Technology

Groups tell court to set limits on phone searches

Librarians and civil rights advocates are both urging the Supreme Court to set limits on warrantless searches of people’s cellphones.

In two separate friend-of-the-court briefs filed this week, different groups told the high court that the constitutional right to privacy was at stake.

{mosads}“Technology now makes it possible for individuals to carry huge quantities of information with them every day. Permitting warrantless searches of digitally-stored information will allow police to rummage through vast quantities of individuals’ personal information — precisely what the Framers of the Fourth Amendment sought to prevent,” the Electronic Frontier Foundation and the Center for Democracy and Technology wrote in their brief. 

The high court is set to hear cases from two people whose cellphones were searched by police without a warrant. Pictures, texts and phone numbers obtained in the searches were later used as evidence against them.

Police are traditionally allowed to searches that are “incident to an arrest” in order to preserve evidence and ensure that the suspect is not carrying a weapon, for instance.

The groups say that searching the content of a cellphone goes beyond that standard.

Allowing searches of a suspect’s cellphone would be akin to going into their home and searching their office, wrote the American Library Association and the Internet Archive.
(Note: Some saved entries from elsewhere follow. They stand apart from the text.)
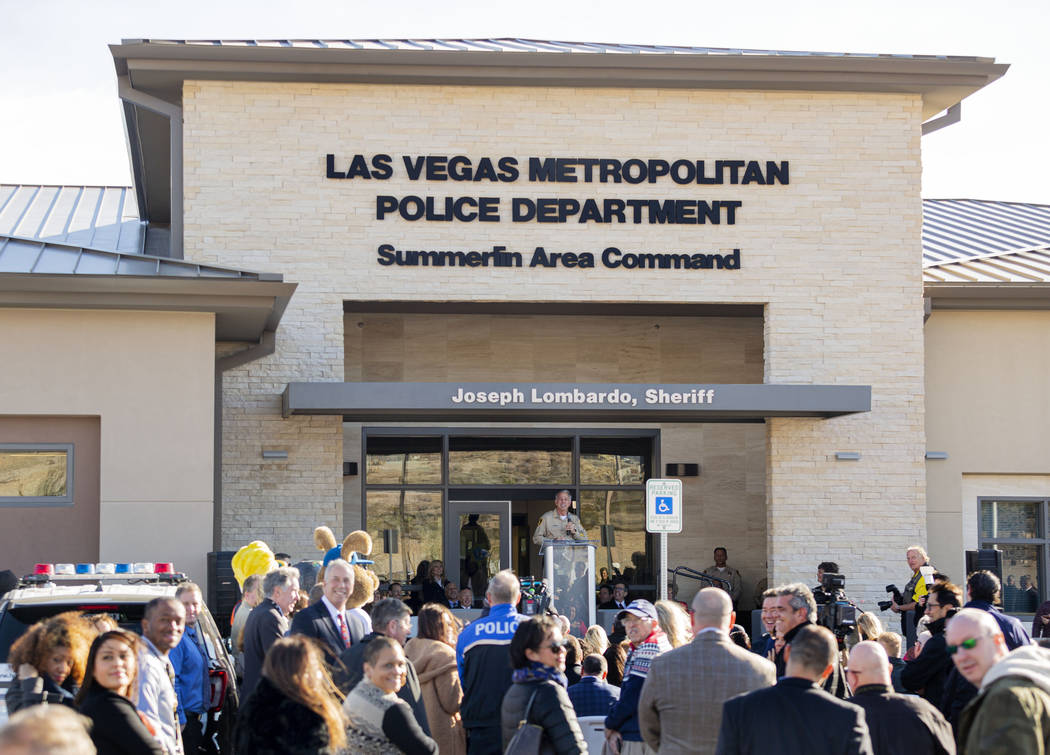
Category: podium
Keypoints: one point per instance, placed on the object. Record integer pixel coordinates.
(568, 569)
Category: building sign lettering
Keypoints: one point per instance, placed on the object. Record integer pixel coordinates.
(526, 397)
(615, 210)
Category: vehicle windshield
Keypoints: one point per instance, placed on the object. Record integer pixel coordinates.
(17, 620)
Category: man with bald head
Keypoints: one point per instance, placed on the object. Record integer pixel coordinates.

“Smartphones are personal computers in every sense of the word,” the two groups wrote, “if every arrest of a person with a smartphone — a population including more than half the adults in the United States — allows police officers to rummage painstakingly and intrusively through the contents of personal libraries, the loss of constitutionally protected privacy will be great indeed.”

State and federal appeals courts have issued mixed rulings on the cases, setting the stage for the high court to weigh in.

The cases are David Leon Riley v. State of California and United States v. Brima Wurie. Oral arguments are scheduled for April 29.